Carolina Theatre - 1961-63
Segregation at the picture shows was an early target as the Civil Rights Movement hit its stride in Durham in the early 1960s. On January 21, 1961, the inauguration of John F. Kennedy in Washington was quickly followed in Durham by picketing outside the downtown Center and Carolina theaters.
In freezing weather, black students from Durham were joined by white students from Duke and the University of North Carolina to carry signs with such slogans as "We hold these truths to be self-evident, that all men are created equal" and "Why feed red propaganda by making Democracy a lie?"
As months went by and the theaters held their color lines, protests came to focus on the Carolina Theatre, which occupied the city-owned Durham Auditorium. In March 1962, the Carolina management rejected a proposal from the local NAACP chapter to negotiate its desegregation, then refused the city council's request that it reconsider the decision. Thereupon, protesters began "round-robin" demonstrations, in which demonstrators lined up at the box office and, one after another, asked for tickets, were refused, and went to the back of the line. White sympathizers helped several blacks slip into the show through side doors or by passing along tickets they had bought earlier.

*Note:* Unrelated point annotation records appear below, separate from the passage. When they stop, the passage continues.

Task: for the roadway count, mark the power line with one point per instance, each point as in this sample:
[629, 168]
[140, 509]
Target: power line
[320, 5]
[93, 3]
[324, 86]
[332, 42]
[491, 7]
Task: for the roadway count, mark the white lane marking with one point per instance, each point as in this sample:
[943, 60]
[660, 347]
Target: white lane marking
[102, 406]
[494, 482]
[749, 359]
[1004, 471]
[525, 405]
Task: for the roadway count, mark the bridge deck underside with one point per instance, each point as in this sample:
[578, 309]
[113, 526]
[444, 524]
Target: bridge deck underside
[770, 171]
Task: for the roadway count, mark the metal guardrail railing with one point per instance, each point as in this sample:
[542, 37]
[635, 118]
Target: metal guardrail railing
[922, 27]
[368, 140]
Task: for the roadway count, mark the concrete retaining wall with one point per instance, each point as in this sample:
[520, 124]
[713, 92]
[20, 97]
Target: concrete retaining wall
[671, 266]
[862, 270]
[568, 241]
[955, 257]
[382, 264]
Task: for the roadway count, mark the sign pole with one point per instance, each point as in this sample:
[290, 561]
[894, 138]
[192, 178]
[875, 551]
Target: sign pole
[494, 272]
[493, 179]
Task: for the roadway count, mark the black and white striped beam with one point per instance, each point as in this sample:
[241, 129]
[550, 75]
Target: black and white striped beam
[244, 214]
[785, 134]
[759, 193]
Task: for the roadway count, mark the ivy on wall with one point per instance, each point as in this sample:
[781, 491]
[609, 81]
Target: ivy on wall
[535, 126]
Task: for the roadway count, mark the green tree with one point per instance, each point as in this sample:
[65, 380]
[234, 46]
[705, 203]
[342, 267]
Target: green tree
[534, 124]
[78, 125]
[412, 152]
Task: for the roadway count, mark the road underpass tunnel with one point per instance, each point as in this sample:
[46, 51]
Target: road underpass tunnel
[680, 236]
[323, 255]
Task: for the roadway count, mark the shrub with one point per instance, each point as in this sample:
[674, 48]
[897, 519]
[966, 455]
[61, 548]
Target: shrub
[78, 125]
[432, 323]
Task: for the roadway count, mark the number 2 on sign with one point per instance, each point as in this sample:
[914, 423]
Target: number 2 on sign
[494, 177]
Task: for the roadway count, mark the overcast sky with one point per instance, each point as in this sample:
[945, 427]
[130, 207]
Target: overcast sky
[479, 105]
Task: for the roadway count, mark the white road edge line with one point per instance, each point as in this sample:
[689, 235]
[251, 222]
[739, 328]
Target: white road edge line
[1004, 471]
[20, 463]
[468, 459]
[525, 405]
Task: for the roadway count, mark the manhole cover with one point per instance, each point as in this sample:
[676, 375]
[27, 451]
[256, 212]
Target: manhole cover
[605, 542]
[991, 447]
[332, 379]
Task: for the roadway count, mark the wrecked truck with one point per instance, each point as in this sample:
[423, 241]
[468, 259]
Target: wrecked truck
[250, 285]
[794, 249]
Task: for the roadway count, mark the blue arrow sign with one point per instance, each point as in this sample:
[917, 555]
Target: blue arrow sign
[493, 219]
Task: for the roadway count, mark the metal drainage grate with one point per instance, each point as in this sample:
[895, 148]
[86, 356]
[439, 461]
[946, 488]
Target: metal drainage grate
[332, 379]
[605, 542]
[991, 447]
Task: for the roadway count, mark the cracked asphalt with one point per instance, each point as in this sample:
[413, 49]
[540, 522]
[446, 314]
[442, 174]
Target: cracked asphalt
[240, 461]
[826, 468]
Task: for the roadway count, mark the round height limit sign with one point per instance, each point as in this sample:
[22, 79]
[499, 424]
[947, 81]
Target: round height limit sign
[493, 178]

You just sort of grew strong as you marched - you were angry, and I guess that was where you were really getting your strength from, your inner anger as you walked around the Carolina Theatre in the rain. . . as you listened to people calling you names and spitting at you and everything. But, it was like a drive once you got involved. It was like something just kept pushing, pushing. - Fay Bryant Mayo, 2003 interview
After a court order ended those demonstrations, activists took their case to the courts. Yet, it was not until July 1963, following a wave of mass demonstrations and strong efforts by new mayor Wense Grabarek, that Durham's segregated movie theaters opened to all the public.